All parallel libraries rely on a scheduler to organize and order the execution of tasks and threads,
and TPL is no exception. This section is a behind-the-scenes look at
the .NET Framework 4 implementation of task scheduling. The material in
this section can help you understand the performance characteristics
that you’ll observe when using TPL and PLINQ. Be aware that the
scheduling algorithms described here represent an implementation
choice. They aren’t constraints imposed by TPL itself, and future
versions of .NET might optimize task execution differently.
Note:
The behind-the-scenes behavior
described in this section applies to .NET Framework 4. There’s no
guarantee that future releases of the runtime or the framework won’t
behave differently.
In .NET Framework 4,
the default task scheduler is tightly integrated with the thread pool.

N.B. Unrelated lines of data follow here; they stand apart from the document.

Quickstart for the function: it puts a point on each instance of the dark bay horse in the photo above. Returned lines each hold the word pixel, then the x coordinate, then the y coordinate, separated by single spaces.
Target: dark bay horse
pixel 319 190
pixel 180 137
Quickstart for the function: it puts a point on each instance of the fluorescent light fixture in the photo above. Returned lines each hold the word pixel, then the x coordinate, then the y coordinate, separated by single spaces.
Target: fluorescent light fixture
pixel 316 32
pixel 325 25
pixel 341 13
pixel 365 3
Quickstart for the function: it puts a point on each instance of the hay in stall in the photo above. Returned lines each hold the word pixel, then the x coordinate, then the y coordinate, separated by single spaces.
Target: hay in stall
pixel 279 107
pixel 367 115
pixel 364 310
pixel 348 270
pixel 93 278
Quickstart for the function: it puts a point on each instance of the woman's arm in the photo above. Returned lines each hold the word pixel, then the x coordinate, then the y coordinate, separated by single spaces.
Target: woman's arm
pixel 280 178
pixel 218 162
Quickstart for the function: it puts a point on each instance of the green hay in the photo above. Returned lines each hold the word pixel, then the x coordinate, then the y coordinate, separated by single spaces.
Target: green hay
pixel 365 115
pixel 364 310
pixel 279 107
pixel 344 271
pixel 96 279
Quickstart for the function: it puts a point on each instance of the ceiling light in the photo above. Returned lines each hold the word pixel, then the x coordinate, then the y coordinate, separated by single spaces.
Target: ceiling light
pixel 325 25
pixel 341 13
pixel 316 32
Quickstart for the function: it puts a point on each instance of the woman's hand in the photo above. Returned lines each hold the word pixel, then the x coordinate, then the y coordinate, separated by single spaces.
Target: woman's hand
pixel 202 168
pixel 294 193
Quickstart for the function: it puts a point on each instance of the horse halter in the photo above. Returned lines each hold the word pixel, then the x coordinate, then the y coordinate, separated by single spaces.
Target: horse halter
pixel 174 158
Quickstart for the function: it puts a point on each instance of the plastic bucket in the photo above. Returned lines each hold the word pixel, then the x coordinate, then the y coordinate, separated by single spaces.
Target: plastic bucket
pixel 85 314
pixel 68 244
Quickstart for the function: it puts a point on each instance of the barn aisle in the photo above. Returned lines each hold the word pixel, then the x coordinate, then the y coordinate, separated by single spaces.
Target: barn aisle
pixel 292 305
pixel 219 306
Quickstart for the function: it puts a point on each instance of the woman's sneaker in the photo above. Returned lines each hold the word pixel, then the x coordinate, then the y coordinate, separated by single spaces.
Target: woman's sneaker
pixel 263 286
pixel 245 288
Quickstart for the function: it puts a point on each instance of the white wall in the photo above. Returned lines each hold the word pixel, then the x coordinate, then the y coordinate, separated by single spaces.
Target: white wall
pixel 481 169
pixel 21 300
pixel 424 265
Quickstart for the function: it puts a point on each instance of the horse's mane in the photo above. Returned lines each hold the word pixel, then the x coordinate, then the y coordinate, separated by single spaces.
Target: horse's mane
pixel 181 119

If you use the default task scheduler, the worker threads that execute parallel tasks are managed by the .NET ThreadPool
class. Generally, there are at least as many worker threads as cores on
your computer. When there are more tasks than available worker threads,
some tasks will be queued and wait until the thread pool provides an
available worker thread.
An example of this approach is the thread pool’s QueueUser WorkItem
method. In fact, you can think of the default task scheduler as an
improved thread pool where work items return a handle that a thread can
use as a wait condition, and where unhandled task exceptions are
forwarded to the wait context. The handles to the work items are called
tasks, and the wait condition occurs when you call the task’s Wait
method. In addition to these enhancements, the default thread scheduler
is capable of better performance than the thread pool alone as the
number of cores increases. Here’s how this works.
1. The Thread Pool
In its simplest form, a thread
pool consists of a global queue of pending work items and a set of
threads that process the work items, usually on a first-in first-out
(FIFO) basis. This is shown in Figure 1.
Thread
pools have problems scaling to large numbers of cores. The main reason
is that the thread pool has a single, global work queue. Each end of
the global queue can be accessed by only one thread at a time, and this
can become a bottleneck. When there are only a few, coarse-grained work
items and a limited number of cores, the synchronization overhead of a
global queue (that is, the cost of ensuring that only one thread at a
time has access) is small. For example, the overhead is negligible when
the number of cores is four or fewer and when each work item takes many
thousands of processor cycles. However, as the number of cores
increases and the amount of work that you want to do in each work item
decreases (due to the finer-grained parallelism
that is needed to exploit more of the cores), the synchronization cost
of the traditional thread pool design begins to dominate.
Synchronization is an
umbrella term that includes many techniques for coordinating the
activities of multi-threaded applications. Locks are a familiar example
of a synchronization technique. Threads use locks to make sure that
they don’t try to modify a location of memory at the same time as
another thread. All types of synchronization have the potential of
causing a thread to block (that is, to do no work) until a condition is
met.
Tasks in .NET are designed to
scale to large numbers of cores. They are also lightweight enough to
perform very small units of work, in the hundreds or low thousands of
CPU cycles. In .NET, it’s possible for an application to run
efficiently with millions of tasks. To handle this kind of scale, a
more decentralized approach to scheduling than one that uses a single
global queue is needed.
2. Decentralized Scheduling Techniques
The .NET Framework provides local task
queues for each worker thread in the thread pool. Local task queues
distribute the responsibility for queue management and avoid much of
the serial access required by a global queue of work items. Giving
different parts of the application their own work queues helps avoid a
central bottleneck. This is shown Figure 2.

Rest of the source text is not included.